« Ce sera spectaculaire » : jusqu’à 15°C en moins en 48h, ces régions où la chute va être la plus brutale

Ce dimanche 6 septembre, le thermomètre a explosé dans le sud-ouest avec des pointes à 41°C. Un dernier sursaut de canicule avant un vrai coup de théâtre météo. Car derrière cette chaleur written se cache une bascule que personne n’avait vue venir, et elle va toucher une bonne partie du territoire dès la semaine prochaine.
Un été qui s’arrête net en plein mois de septembre
Dimanche, la France cuisait encore. Les maximales grimpaient jusqu’à 38 à 40°C sur une large partie du sud-ouest, avec des pics isolés à 41°C. On se serait cru en plein cœur de l’été 2026 record, celui qui a déjà battu un chiffre vieux de 126 ans.
Mais selon le météorologue Yann Amice, cité ce samedi 5 septembre, cette chaleur n’est qu’un sursis. Un anticyclone glisse sur le centre de l’Europe dimanche après-midi, et son flux de sud-est permet une dernière remontée de chaleur.
Sauf que dès lundi, tout bascule : le flux tourne à l’ouest, puis au nord-ouest.

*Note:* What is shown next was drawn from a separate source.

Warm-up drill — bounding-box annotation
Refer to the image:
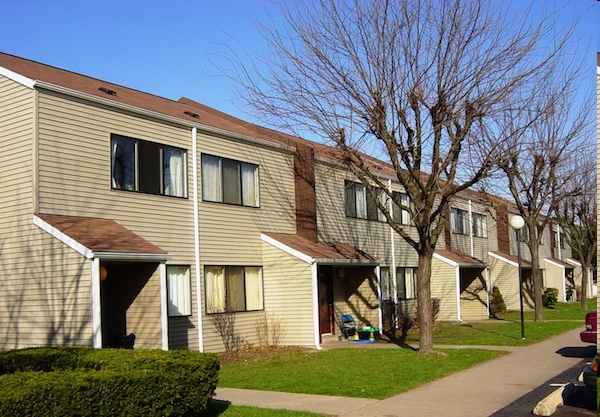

Une masse d’air arrive alors, décrite comme étant « en complète rupture » avec les fortes chaleurs du week-end.
Un scénario qui rappelle d’autres épisodes météo brutaux, comme cette quatrième canicule qui avait déjà surpris les régions concernées cet été.
Jusqu’à 15°C en moins en seulement 48 heures
C’est mardi 8 septembre que la rupture devient réellement spectaculaire. Dans le nord, les maximales pourraient ne pas dépasser 16 à 18°C. Dans le centre, on plafonnerait autour de 22°C.
Sur certains secteurs, l’écart peut atteindre une quinzaine de degrés en deux jours seulement. Un effondrement d’une ampleur rare, qui accompagne l’arrivée d’une zone de pluie organisée. Dès mardi matin, elle touche le quart nord-ouest et la Bretagne, avant de progresser vers le sud-est au fil de la journée.
La bande pluvieuse suivrait un axe précis : Bretagne, Massif central, Méditerranée. Un scénario qui contraste violemment avec les épisodes de sécheresse qu’a connus le pays, un peu comme lors des débats récents autour du dessalement de l’eau de mer. Le flux de nord-ouest s’impose alors sur l’ensemble du territoire, et les températures s’effondrent véritablement partout.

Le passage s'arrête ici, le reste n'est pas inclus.